Lab Grown Cartilage-Bone Grafts Help Rebuild Damaged Joints

Researchers have successfully grown cartilage-bone grafts in the lab that can be used to repair damaged joints such as the jaw.

Although reconstructive surgery is available to treat many joint injuries, it can be imprecise and those who experience such injuries often have to have multiple surgeries and suffer long-term pain and discomfort as a result.

The temporomandibular joint in the jaw is particularly complex to repair and more precise and personalized methods of doing this are needed. If personalized cartilage-bone grafts can be created by using a patient’s own cells then side effects from artificial materials used in prosthetic joints can be minimized and damage can be repaired more effectively and naturally. 

Gordana Vunjak-Novakovic, a professor of dental medicine at Columbia University in New York, and a multi-disciplinary team of researchers are addressing this problem by using cutting edge bioengineering techniques to grow combined cartilage and bone grafts in the lab, which can then be implanted into patients.

“We intentionally selected to regenerate the jaw bone, because its most complex anatomy and very high mechanical loading provided the most stringent test of our technology,” she explained. “If we can address these challenges, then we can also regenerate other parts of the skeleton, and we are moving in this direction.”

The science is still at an early stage and the team tested their technique on a Yucatan minipig model in this study. These pigs are a good model as they have a similar size jaw to humans and the joint undergoes similar levels of mechanical stress. However, the researchers hope to create similar grafts for implantation in people in the near future.

“The clinical validation of this technique, with FDA oversight, is critical for its use in patients,” noted Vunjak-Novakovic.  “epiBone, a company launched from our lab, is now recruiting patients for an initial Phase I/II clinical study that is planned to start in early 2021.”

The grafts were created by first extracting a small sample of fat cells from each animal. This sample was then grown in the lab to increase the number of cells, before triggering some fat cells to change into cartilage cells and some to form bone cells.

To ensure that the implant shape and size was correct, the researchers first built a matrix for the cells to grow on out of sterile bone material sourced from cows. The creation of this framework was guided by imaging so it could exactly fit the shape of the joint. This matrix was then covered in the new bone and cartilage cells, which were left to grow into new tissue.

Growing two types of different tissue that are forming one graft is tricky in the lab.
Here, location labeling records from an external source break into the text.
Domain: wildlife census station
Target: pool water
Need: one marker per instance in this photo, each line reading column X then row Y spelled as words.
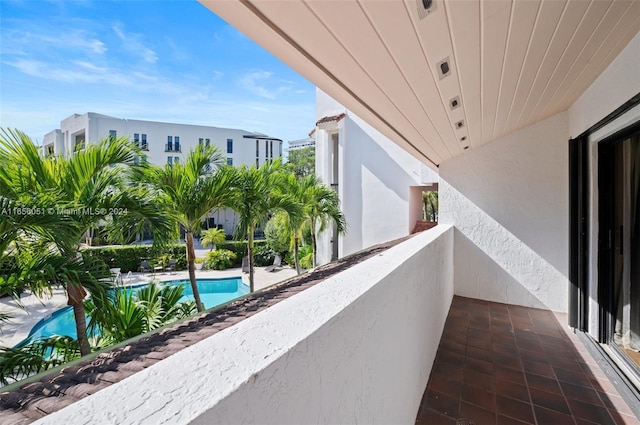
column 213, row 292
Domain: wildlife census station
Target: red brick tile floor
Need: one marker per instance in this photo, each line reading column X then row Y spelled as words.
column 505, row 364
Each tissue type requires slightly different conditions to grow well and a specialized bioreactor chamber was needed to achieve successful growth.

"Developing this one-of-a-kind bioreactor was instrumental for the formation of composite cartilage-bone grafts," said Vunjak-Novakovic. "Each tissue was maintained within its own 'niche,' while allowing communication between cartilage and bone by diffusing factors, just like in our body.”
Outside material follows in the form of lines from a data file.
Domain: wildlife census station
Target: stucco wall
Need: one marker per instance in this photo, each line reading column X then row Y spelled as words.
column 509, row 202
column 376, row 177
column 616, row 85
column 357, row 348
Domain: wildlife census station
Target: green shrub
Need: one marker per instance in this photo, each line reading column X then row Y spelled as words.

When the grafts were complete, they were implanted into the pigs (20 in total) and were left to heal for 6 months before the outcomes were assessed.

The results were impressive. The implants had regenerated full-thickness cartilage over the bone and were mechanically stable and strong in comparison to bone only grafts or control grafts that only used the sterile, bone-based matrix.

In addition to being developed as implants to replace damaged tissue, an increasingly common secondary use of lab grown tissue or organs is as a model to test drugs or disease progression on human cells.

Vunjak-Novakovic and colleagues are assessing whether their cartilage-bone grafts could also be used to create an “organ on a chip” to represent joint tissue for use in this kind of testing.